Thursday, June 8, 2006

Banja Luka, Bosnia

Friends: There is an extra element of excitement to the wild camping here in Bosnia, as there are occasional stretches with skull and cross bone signs warning of land mines, as I last encountered in Cambodia. There were no such signs in Croatia, just lots of skeletal remains of still standing bombed out farm houses. I thought I might end up camping in one of them, but they were generally right beside a recently built new home.

Even more ubiquitous than the bombed out buildings along the roads of Croatia were discarded cans of Red Bull, the energy drink. There were also lots of homes with signs advertising "zimmer\rooms." I actually took advantage of one of them, the first time in my past three summers here in Europe that I have paid for indoor accommodations. Two days of near non-stop cold rain was to blame. One day the rain kept me in my tent until noon, a not so unwelcome semi-rest day. The corner of my tent was in a low spot and a pool of water gathered before I realized it, soaking the end of my sleeping bag. Plus I hadn't adequately secured one of the waterproof panniers I had left outside on my bike, so it had leaked a quart or more of water
into it.

I only had 82 kunas, about 13 dollars, left when I stopped at a house ten miles from the Plitvice National Park, my final destination in Croatia before crossing into Bosnia. I was hoping that would be enough to cover my entry into the park. After giving me my choice of two upstairs bed rooms in his house, the owner quoted me a price of 100 kunas for the night. He was willing to take one of my stash of ten euro notes. I was soaked and shivering. His wife gave me a cup of hot tea and brought out a heater to dry my clothes. They also supplied me with a pair of slippers, so as not to smudge their spotless floors.

They were one of many kindly souls I met in my time in Croatia. A shop owner let me use his Internet without fee and offered a beer to go with it. When I left, he gave me his card and said if I had any problems to give him a call. His only time out of the country was a pilgrimage to Lourdes a couple of years ago. He, like several others, asked me if I came by boat or plane, a question I have never been asked before.

It was still raining when I left my Croatian hosts, and it hadn't let up when I reached the National Park. I had to dig out my wool cap for the first time and add every layer I could to regain some warmth before I began my hike around the karst, limestone pools and caves and waterfalls of Plitvice. The entry fee was 85 kunas. I had 40 centimes of Euro currency left that the exchange office gave me 3 kunas for. With all the rain, the waterfalls were raging and the streams connecting the 16 lakes of the park were overflowing or surging up through the slats of the wooden pathways linking and crossing and surrounding them. There were still bus loads of tourists under umbrellas and wearing cheap plastic ponchos the gift shops were selling. There were packs of Japanese and I heard a few Aussie accents as well. There were four hiking options, ranging from two to eight hours, except with all the water, the lengthier hikes required some wading, something I wasn't prepared to do. The lush blue green waters in the tiered lakes were similar to those of the Havasupai Reservation in the Grand Canyon and the Agua Azul waters of southern Mexican. And the karst formations were similar to those of Vietnam and Laos. The raging waters had a suggestion of the dramatic falls that border Argentina, Brazil and Paraguay.

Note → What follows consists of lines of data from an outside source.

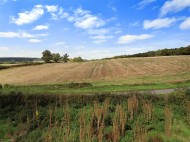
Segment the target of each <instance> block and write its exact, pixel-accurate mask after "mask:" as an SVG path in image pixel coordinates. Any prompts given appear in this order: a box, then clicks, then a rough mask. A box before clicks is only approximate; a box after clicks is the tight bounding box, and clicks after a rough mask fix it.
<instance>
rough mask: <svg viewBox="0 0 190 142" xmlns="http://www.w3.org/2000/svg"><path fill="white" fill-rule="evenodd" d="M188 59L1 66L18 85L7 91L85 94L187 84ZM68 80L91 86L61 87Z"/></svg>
mask: <svg viewBox="0 0 190 142" xmlns="http://www.w3.org/2000/svg"><path fill="white" fill-rule="evenodd" d="M189 62H190V56H174V57H154V58H130V59H117V60H107V61H92V62H85V63H68V64H64V63H59V64H45V65H38V66H26V67H18V68H13V69H6V70H1V71H0V83H2V84H5V83H8V84H14V85H16V87H15V86H14V87H11V88H10V87H6V88H4V89H3V92H4V93H5V94H6V93H9V92H10V91H15V92H23V93H27V94H32V93H39V94H84V93H100V92H117V91H129V90H153V89H167V88H178V87H182V86H183V87H188V86H190V81H189V80H190V64H189ZM69 82H90V83H91V84H92V87H85V88H71V89H70V88H63V87H62V85H63V84H67V83H69ZM48 84H49V85H48ZM23 85H25V86H23Z"/></svg>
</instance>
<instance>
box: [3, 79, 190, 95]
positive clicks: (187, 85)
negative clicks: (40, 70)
mask: <svg viewBox="0 0 190 142" xmlns="http://www.w3.org/2000/svg"><path fill="white" fill-rule="evenodd" d="M120 83H121V82H118V84H117V82H115V84H112V82H109V83H108V82H107V83H106V82H99V83H88V82H84V83H74V82H71V83H65V84H47V85H25V86H23V85H8V84H4V85H1V84H0V92H1V93H3V94H9V93H11V92H16V93H23V94H29V95H32V94H51V95H53V94H55V95H56V94H97V93H111V92H112V93H114V92H128V91H147V90H163V89H175V90H176V89H178V88H188V87H190V80H187V81H184V82H174V83H140V84H120Z"/></svg>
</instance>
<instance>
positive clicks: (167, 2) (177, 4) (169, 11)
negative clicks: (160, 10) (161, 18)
mask: <svg viewBox="0 0 190 142" xmlns="http://www.w3.org/2000/svg"><path fill="white" fill-rule="evenodd" d="M188 7H190V0H170V1H166V2H165V3H164V5H163V6H162V7H161V16H164V15H166V14H168V13H174V12H178V11H181V10H183V9H185V8H188Z"/></svg>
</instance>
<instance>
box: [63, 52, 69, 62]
mask: <svg viewBox="0 0 190 142" xmlns="http://www.w3.org/2000/svg"><path fill="white" fill-rule="evenodd" d="M62 60H63V62H65V63H67V62H68V61H69V55H68V54H67V53H66V54H64V55H63V58H62Z"/></svg>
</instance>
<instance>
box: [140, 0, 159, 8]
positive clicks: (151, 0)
mask: <svg viewBox="0 0 190 142" xmlns="http://www.w3.org/2000/svg"><path fill="white" fill-rule="evenodd" d="M155 1H156V0H142V1H141V2H139V3H138V4H137V9H143V8H144V7H145V6H147V5H148V4H150V3H153V2H155Z"/></svg>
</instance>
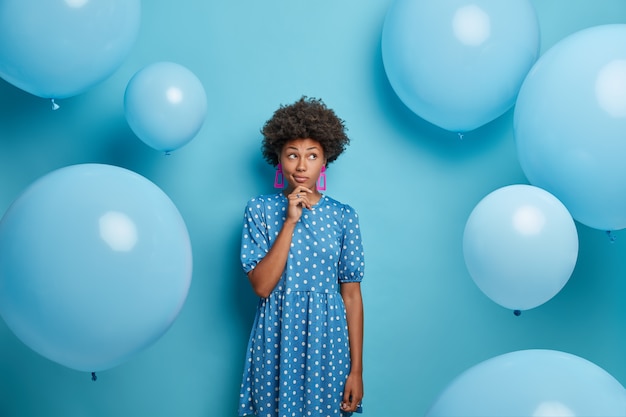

It took pushing hard on the pedals to fully warm up after my two hour stroll. It was about 15 miles to Bosnia and a descent of nearly 1500 feet, where the temperatures were a little warmer and the rain reduced to a bare mist. From the city of Bihac I had the option of sticking to the primary road to Sarajevo or taking the northerly, less traveled route across the country. I was glad to have opted for the northerly route, as it followed the swollen Una River rushing downstream for 40 miles, much of it through a lush tight canyon with railroad tracks that I was continually criss-crossing. It was cycling at its best.

After I reached Bosanski Novi I had another river valley to follow, this one gently upstream. I shared the road with an occasional horse drawn carriage. There were farmers with scythes cutting back the tall grass. Bosnia is much less developed and affluent than Croatia. Small mom and pop stores with piles of soft drinks out front, characteristic of third world countries, are a common site. Many of the road signs are in an alphabet that is Greek to me, making it a bit complicated at times. Restaurant food is nearly as cheap as buying it at the supermarket. The Bosnian currency of marks is two to one to the euro, so euros are easily accepted by everyone. If I had known, I would not have needed to use an ATM. The ATM I used spat out a single 100 mark note. The store I used it at for ten marks of groceries gave me change mostly in euros. At least I won't have to worry about using up all my marks when I cross into Serbia in a couple of days.